It’s a relatively new field that tries to combine behavioral psychology theory and economics and finance to explain why people make irrational financial decisions. If you are reading this, and an investor, you have likely used one of these concepts in making your investment decisions.
Concept 7. Overreaction and the Availability Bias
One of the biggest challenges with investing is controlling emotion. Emotion causes an investor to overreact to new information. Market efficiency states that new information is reflected in security’s price instantly. So good earnings should raise the price, and lack of bad news should allow the price to stay there.
Unfortunately, that’s not how it works in reality. New information comes out, investors overreact to that information, and artificially move the price more than it should.

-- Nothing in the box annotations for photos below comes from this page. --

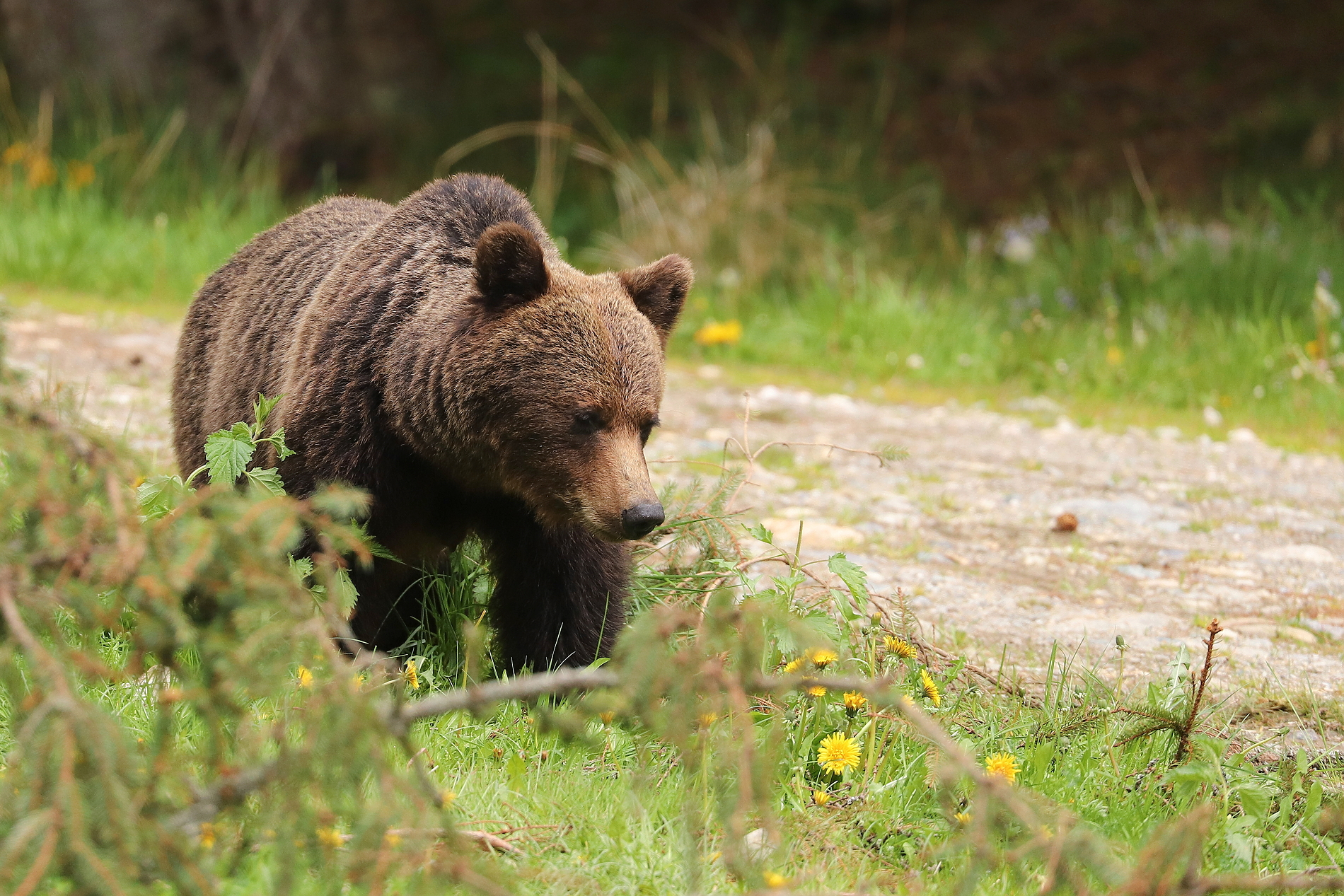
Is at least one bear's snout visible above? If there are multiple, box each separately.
[621,501,664,540]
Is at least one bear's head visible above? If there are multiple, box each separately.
[457,223,693,542]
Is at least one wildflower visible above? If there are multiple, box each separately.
[66,161,98,190]
[817,731,859,775]
[695,320,742,345]
[196,821,215,849]
[808,650,840,669]
[887,635,917,660]
[28,153,57,190]
[985,752,1017,784]
[920,669,942,706]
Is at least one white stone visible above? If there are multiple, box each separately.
[1257,544,1336,563]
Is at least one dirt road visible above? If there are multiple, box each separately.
[7,301,1344,720]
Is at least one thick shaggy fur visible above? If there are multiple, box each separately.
[173,175,691,669]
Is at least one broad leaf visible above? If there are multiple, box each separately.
[827,554,868,615]
[248,467,285,497]
[206,423,257,485]
[136,475,187,520]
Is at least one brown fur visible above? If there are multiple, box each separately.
[173,175,691,668]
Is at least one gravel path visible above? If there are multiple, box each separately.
[7,301,1344,720]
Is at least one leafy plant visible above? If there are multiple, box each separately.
[136,395,294,520]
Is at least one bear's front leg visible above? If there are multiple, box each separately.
[349,557,424,653]
[481,506,630,673]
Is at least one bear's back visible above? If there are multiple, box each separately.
[172,197,393,475]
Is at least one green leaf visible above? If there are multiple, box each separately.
[827,554,868,615]
[266,426,294,461]
[248,467,285,497]
[1302,781,1325,825]
[332,569,359,619]
[289,556,313,584]
[253,394,279,433]
[1232,784,1273,818]
[206,423,257,485]
[1223,832,1256,865]
[1027,740,1055,786]
[136,475,190,520]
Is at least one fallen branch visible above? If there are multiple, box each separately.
[166,762,279,837]
[384,669,621,733]
[1181,872,1344,896]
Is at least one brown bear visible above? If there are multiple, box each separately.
[172,175,693,670]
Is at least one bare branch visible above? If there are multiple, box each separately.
[387,669,621,731]
[1186,872,1344,896]
[166,762,279,837]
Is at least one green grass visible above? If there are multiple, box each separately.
[51,583,1344,895]
[0,318,1344,895]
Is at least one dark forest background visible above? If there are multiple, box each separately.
[10,0,1344,219]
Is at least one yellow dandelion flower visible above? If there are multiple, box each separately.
[808,650,840,669]
[887,635,918,660]
[920,669,942,706]
[695,320,742,345]
[817,731,859,775]
[317,827,345,849]
[844,690,868,714]
[985,752,1017,784]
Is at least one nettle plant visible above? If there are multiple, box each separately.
[136,395,294,520]
[0,365,1344,896]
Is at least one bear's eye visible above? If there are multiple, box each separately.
[570,411,606,435]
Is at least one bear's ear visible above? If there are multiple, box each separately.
[617,255,695,342]
[476,221,551,310]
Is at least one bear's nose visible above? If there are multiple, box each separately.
[621,501,663,539]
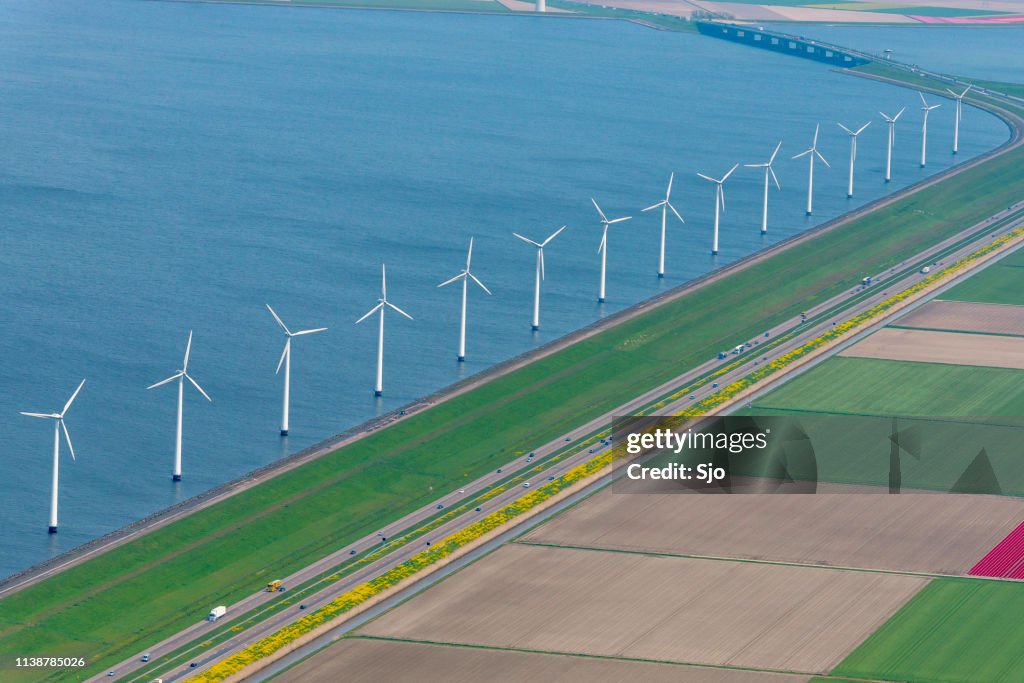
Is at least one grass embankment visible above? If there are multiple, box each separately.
[833,579,1024,683]
[0,74,1024,681]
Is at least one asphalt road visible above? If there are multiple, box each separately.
[101,202,1024,681]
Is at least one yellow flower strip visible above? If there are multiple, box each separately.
[188,227,1024,683]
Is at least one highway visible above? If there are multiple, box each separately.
[99,201,1024,681]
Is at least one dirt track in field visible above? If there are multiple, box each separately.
[524,485,1024,574]
[840,328,1024,368]
[274,638,808,683]
[897,301,1024,336]
[362,544,928,673]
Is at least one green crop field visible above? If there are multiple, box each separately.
[0,53,1024,681]
[940,250,1024,306]
[755,357,1024,417]
[833,579,1024,683]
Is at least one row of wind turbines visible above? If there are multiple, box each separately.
[22,86,971,533]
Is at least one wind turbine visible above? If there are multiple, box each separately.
[355,263,413,396]
[879,106,906,182]
[590,197,633,303]
[22,380,85,533]
[512,225,565,332]
[794,124,831,216]
[837,121,871,199]
[946,85,974,154]
[697,164,739,256]
[918,92,942,168]
[642,171,686,278]
[744,140,782,234]
[266,304,327,436]
[437,238,490,362]
[146,330,213,481]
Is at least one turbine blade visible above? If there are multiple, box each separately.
[181,330,191,372]
[385,301,413,319]
[512,232,541,247]
[266,304,292,335]
[437,270,466,287]
[469,273,490,294]
[60,380,85,417]
[185,375,213,403]
[355,302,384,325]
[59,420,75,460]
[666,202,686,223]
[273,337,292,375]
[534,225,565,247]
[145,373,184,389]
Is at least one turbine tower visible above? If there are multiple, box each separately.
[437,238,490,362]
[879,106,906,182]
[697,164,739,256]
[22,380,85,533]
[794,124,831,216]
[744,140,782,234]
[266,304,327,436]
[837,121,871,199]
[590,197,633,303]
[918,92,942,168]
[355,263,413,396]
[146,330,213,481]
[946,85,974,154]
[642,172,686,278]
[512,225,565,332]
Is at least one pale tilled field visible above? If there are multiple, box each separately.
[524,484,1024,574]
[361,544,928,674]
[840,328,1024,368]
[896,301,1024,336]
[273,638,808,683]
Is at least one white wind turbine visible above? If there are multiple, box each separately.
[879,106,906,182]
[590,197,633,303]
[22,380,85,533]
[512,225,565,332]
[697,164,739,256]
[266,304,327,436]
[642,172,686,278]
[918,92,942,168]
[146,330,213,481]
[836,121,871,199]
[744,140,782,234]
[794,124,831,216]
[437,238,490,362]
[946,85,974,154]
[355,263,413,396]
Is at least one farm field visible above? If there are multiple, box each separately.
[840,328,1024,370]
[522,486,1024,574]
[273,637,808,683]
[891,301,1024,336]
[834,579,1024,683]
[942,244,1024,306]
[360,544,928,674]
[754,358,1024,417]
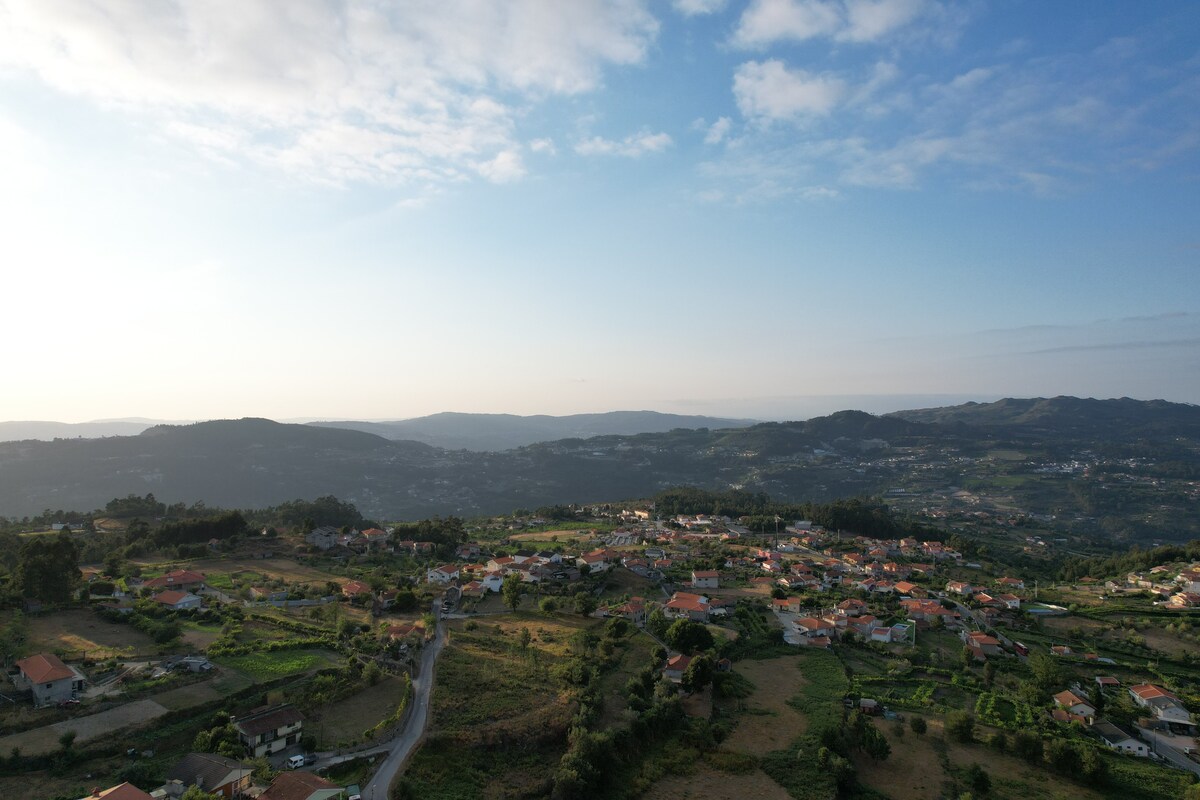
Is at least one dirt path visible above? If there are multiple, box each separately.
[0,700,167,756]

In addition, this is only a temporary effect the price movement erodes over time.
The availability bias causes investors to place more importance on recent information, making any new opinion biased toward the latest news.
This happens in real life everyday. For example, you just purchased technology stock recently. Something you may have done many times. Then you happen to watch a reporter on TV explain how incredibly volatile technology stocks are right now (one persons opinion). Although technology stocks might be no more volatile than they have ever been, seeing the report causes you to overreact and sell.
How to Avoid Availability Bias
The best way to avoid getting sucked into the availability bias is by doing your homework. If you actually research your investments, you’ll better understand the relevance and importance of recent news. It will help you to be able to react better. Giving in to emotion, the latest headlines or gimmicks rarely works in investing. Avoid the noise.